Cortical networks, in-vitro as well as in-vivo, can spontaneously generate a variety of collective dynamical events such as network spikes, UP and DOWN states, global oscillations, and avalanches. Though each of them has been variously recognized in previous works as expression of the excitability of the cortical tissue and the associated nonlinear dynamics, a unified picture of the determinant factors (dynamical and architectural) is desirable and not yet available. Progress has also been partially hindered by the use of a variety of statistical measures to define the network events of interest.

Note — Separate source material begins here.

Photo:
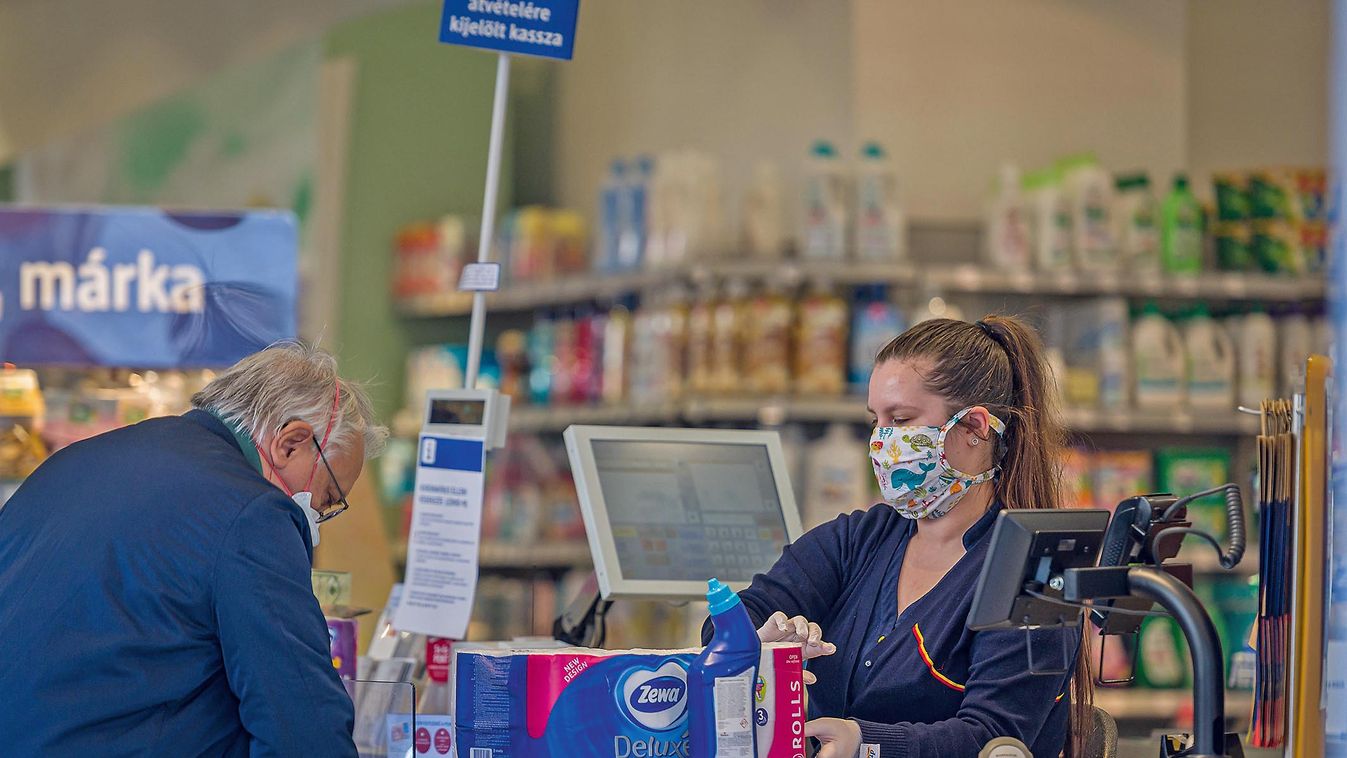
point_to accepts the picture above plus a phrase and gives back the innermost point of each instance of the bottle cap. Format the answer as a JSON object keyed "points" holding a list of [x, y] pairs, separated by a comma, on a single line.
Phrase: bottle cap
{"points": [[823, 148], [719, 597]]}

We propose here a common probabilistic definition of network events that, applied to the firing activity of cultured neural networks, highlights the co-occurrence of network spikes, power-law distributed avalanches, and exponentially distributed ‘quasi-orbits’, which offer a third type of collective behavior. A rate model, including synaptic excitation and inhibition with no imposed topology, synaptic short-term depression, and finite-size noise, accounts for all these different, coexisting phenomena. We find that their emergence is largely regulated by the proximity to an oscillatory instability of the dynamics, where the non-linear excitable behavior leads to a self-amplification of activity fluctuations over a wide range of scales in space and time. In this sense, the cultured network dynamics is compatible with an excitation-inhibition balance corresponding to a slightly sub-critical regime. Finally, we propose and test a method to infer the characteristic time of the fatigue process, from the observed time course of the network’s firing rate. Unlike the model, possessing a single fatigue mechanism, the cultured network appears to show multiple time scales, signalling the possible coexistence of different fatigue mechanisms.
机译:体外和体内的皮质网络都可以自发地产生各种集体的动力学事件,例如网络尖峰,UP和DOWN状态,全局振荡和雪崩。尽管它们每个都已在先前的工作中被不同程度地认为是皮层组织的兴奋性和相关的非线性动力学的表达,但人们仍希望获得统一的决定因素(动力学和建筑因素)的图片。使用各种统计方法来定义感兴趣的网络事件也部分地阻碍了进展。我们在这里提出网络事件的概率概率定义,该定义适用于培养的神经网络的激发活动,突出了网络峰值,幂律分布雪崩和指数分布的“准轨道”的共现,这提供了第三点集体行为的类型。速率模型,包括没有强制拓扑的突触激发和抑制,突触短期抑制和有限大小的噪声,解释了所有这些不同的,共存的现象。我们发现,它们的出现在很大程度上受到动力学振荡不稳定的影响,非线性激励行为导致活动波动在时空的较大范围内自放大。从这个意义上讲,培养的网络动力学与对应于次临界状态的激发抑制平衡相兼容。最后,我们提出并测试一种方法,该方法可从观察到的网络点火速率的时间过程中推断出疲劳过程的特征时间。与具有单一疲劳机制的模型不同,培养的网络似乎显示了多个时间尺度,这表明不同疲劳机制可能共存。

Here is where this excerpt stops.